Title IX is a well intentioned federal law that aims to protect Americans from sexual discrimination in schools, universities and colleges.
Yet, more than 40 years after the law was enacted, it remains confusing and unevenly applied when it comes to sexual assaults and harassment on university and college campuses.
The Trump administration is rewriting the law. Some of its proposed changes, such as ensuring all parties have access to all the evidence gathered, are appropriate. Others, such as restricting the definitions of sexual assault and harassment and minimizing the instances in which schools need to respond, are not.
Rather than new rules, schools, particularly small campuses, need more help following the guidelines that are already in place. Further, any rules need to be clear and not conflict with other federal and state laws, as the University of Maine System noted in its comments on the proposed changes.

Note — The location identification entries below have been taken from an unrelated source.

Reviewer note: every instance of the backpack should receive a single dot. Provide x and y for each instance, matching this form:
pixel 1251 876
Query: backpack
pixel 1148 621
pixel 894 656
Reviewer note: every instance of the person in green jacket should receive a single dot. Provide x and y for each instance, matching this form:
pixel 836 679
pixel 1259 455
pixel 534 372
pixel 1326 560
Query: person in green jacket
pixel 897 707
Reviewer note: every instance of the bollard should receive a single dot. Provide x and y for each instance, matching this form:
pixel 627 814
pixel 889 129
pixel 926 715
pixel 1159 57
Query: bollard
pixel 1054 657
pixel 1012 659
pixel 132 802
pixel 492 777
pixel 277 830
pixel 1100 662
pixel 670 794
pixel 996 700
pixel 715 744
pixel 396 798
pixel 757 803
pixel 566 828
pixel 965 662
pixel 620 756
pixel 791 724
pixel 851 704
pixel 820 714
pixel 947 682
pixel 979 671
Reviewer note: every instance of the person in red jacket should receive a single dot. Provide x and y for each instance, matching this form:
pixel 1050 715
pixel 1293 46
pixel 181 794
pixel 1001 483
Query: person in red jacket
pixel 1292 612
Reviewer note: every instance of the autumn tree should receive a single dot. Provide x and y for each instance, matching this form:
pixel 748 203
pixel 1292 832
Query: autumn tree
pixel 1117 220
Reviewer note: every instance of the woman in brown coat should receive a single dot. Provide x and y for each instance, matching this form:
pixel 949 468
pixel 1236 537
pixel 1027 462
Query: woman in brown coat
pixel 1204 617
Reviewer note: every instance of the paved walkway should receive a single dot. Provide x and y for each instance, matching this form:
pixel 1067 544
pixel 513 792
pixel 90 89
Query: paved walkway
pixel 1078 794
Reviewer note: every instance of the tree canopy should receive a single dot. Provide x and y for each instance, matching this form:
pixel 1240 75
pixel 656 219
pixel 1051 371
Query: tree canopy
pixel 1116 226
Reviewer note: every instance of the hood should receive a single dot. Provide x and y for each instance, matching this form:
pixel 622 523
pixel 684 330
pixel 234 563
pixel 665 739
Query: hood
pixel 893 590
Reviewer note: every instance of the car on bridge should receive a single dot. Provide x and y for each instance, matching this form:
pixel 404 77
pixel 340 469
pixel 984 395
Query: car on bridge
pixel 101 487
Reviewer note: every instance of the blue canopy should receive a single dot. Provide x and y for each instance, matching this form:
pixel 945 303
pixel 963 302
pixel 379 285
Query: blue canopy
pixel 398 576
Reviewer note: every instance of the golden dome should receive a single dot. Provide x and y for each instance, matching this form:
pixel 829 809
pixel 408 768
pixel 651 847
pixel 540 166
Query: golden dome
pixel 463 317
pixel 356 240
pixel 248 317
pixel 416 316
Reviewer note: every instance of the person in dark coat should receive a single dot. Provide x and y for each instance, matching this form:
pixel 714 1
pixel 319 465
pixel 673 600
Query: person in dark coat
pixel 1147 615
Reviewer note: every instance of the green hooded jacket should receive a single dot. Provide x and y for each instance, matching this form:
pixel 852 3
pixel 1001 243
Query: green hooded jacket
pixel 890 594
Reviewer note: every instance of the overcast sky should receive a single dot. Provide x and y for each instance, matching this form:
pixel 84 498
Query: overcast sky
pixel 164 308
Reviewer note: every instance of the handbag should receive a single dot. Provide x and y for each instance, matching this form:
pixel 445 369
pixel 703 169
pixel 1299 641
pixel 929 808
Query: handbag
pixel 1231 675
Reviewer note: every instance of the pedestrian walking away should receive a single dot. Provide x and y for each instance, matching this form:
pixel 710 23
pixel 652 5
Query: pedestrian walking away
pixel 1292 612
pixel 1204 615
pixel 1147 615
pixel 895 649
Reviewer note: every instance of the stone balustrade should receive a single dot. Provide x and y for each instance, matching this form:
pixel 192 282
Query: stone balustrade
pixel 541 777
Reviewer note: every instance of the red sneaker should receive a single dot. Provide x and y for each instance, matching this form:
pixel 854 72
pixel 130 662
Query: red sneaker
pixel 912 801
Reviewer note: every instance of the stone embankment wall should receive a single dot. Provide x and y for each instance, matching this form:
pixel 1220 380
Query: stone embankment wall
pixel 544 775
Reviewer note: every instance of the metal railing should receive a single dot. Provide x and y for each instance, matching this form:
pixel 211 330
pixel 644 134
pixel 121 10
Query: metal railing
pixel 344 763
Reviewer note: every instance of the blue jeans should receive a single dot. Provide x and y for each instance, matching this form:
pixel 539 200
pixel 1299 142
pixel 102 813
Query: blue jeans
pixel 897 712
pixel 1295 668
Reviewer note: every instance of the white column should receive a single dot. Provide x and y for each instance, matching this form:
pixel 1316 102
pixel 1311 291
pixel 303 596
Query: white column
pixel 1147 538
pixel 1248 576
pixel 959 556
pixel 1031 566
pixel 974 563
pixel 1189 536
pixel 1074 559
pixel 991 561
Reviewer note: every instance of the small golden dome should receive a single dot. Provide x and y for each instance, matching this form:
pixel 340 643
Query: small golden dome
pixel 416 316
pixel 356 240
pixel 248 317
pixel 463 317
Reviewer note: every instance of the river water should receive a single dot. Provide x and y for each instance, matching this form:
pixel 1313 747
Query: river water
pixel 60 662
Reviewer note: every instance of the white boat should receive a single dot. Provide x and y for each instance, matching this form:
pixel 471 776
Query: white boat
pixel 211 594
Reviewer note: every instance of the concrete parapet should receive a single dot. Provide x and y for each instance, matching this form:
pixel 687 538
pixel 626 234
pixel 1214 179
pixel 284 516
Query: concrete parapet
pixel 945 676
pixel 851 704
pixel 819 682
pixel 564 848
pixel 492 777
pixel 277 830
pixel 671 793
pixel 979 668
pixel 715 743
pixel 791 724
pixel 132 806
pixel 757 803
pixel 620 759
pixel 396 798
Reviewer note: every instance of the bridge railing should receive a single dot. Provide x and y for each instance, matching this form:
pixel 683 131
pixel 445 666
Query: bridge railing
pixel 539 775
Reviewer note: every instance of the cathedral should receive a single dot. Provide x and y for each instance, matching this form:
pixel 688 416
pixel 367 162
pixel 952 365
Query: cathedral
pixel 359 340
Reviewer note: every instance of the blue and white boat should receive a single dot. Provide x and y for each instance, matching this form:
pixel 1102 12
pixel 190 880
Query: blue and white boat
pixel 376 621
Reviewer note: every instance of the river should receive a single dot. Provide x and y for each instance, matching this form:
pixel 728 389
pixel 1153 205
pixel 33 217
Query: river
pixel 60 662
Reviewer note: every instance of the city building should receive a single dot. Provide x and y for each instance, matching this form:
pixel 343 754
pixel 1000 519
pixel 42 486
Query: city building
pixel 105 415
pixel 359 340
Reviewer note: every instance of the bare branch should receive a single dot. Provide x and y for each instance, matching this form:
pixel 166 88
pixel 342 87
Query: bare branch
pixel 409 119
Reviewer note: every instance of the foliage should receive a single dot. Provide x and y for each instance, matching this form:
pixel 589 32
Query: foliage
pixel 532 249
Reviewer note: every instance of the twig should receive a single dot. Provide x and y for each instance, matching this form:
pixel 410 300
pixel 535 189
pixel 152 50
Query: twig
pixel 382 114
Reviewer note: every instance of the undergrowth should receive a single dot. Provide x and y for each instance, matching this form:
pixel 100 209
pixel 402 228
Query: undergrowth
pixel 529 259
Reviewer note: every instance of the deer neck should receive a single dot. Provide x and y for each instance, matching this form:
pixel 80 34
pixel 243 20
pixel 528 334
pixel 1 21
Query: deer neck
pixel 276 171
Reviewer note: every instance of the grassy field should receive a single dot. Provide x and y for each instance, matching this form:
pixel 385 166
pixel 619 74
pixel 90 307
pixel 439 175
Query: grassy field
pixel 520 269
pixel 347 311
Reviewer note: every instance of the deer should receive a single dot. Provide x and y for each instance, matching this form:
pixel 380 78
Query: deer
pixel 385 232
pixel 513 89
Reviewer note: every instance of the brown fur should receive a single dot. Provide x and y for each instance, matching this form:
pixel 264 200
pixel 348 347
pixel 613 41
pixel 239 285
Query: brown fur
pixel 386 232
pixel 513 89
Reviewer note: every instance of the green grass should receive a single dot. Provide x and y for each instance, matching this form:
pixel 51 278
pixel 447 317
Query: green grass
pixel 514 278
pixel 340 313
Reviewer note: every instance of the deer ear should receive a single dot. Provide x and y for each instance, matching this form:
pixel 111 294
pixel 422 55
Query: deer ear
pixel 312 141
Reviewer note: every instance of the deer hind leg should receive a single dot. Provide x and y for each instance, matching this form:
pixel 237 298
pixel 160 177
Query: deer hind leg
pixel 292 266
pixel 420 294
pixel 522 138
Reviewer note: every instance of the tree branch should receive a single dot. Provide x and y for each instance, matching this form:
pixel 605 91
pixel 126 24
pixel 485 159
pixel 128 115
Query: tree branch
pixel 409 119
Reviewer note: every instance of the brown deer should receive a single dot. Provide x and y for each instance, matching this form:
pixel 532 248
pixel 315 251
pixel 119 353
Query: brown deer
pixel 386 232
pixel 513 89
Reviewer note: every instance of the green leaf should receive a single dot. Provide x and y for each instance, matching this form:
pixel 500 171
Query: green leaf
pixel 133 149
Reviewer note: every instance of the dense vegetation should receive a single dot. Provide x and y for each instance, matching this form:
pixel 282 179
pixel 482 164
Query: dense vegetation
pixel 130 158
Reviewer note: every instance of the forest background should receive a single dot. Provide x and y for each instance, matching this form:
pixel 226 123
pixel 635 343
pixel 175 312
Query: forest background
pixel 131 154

Two incidents at the University of Maine at Farmington, which were extensively covered by the Bangor Daily News, highlight shortcomings of the law, and its implementation. Two female students reported being raped at the small campus in western Maine. Both women spoke before committees that determined they had been sexually assaulted. But then both students experienced errors in the handling of their cases and saw their findings overturned.
In one case, the university allowed her alleged attacker to remain on campus even after a committee found him responsible for sexual assaulting her and issued a two-year suspension. Worse the then-campus president overturned the committee’s finding and she “strongly urge[d]” the female student to seek alcohol counseling.
Clearly UMF made mistakes in these two cases. The university’s interim president, Eric Brown, acknowledged this in an email to students after the BDN story. He also pledged to hire a new vice president for student affairs with “extensive experience in Title IX issues,” whose responsibilities will include maintaining a safe campus environment and to use a recent donation to pay for a new mental health counselor with experience dealing with sexual health and sexual assault, among other steps.
At a campus meeting earlier this month, many students expressed frustration with how UMF handles allegations of sexual assault and harassment. While such criticism is appropriate, this situation also highlights some pitfalls with Title IX.
One frequent question is why perpetrators, like those in the two Farmington cases, who are not found guilty by a court can still be punished by a school. The simple answer is that the campus Title IX process is about discrimination, not criminal activity. The campus process is about whether students have broken school rules and should remain on campus. It is also meant to have an education component, not just be about punishment.
For this reason, the standards for determining if a violation occurred are different. Universities use the “preponderance of the evidence” standard in deciding sexual assault cases under Title IX. The standard asks if the complainant’s version of events is more likely than not. It’s a lesser bar than the “beyond a reasonable doubt” standard required for criminal cases.
To this end, the Trump administration has proposed to tighten the definition of sexual harassment and assault. It goes too far by allowing schools to require that sexual harassment and assault be proven by “clear and convincing evidence.”
Adding a third standard adds further confusion.
The proposed rules would also limit what constitutes harassment to “unwelcome conduct that is severe, pervasive, and objectively offensive,” and they would forbid schools from investigating complaints that do not meet that exceedingly high standard.
These are steps in the wrong direction.
To be helpful, the Department of Education would do better to ensure that schools, especially small campuses like UMF, are equipped to handle these cases. As it is, professors, counselors and administrators are being asked to handle complex cases that our criminal justice system often fails to handle properly.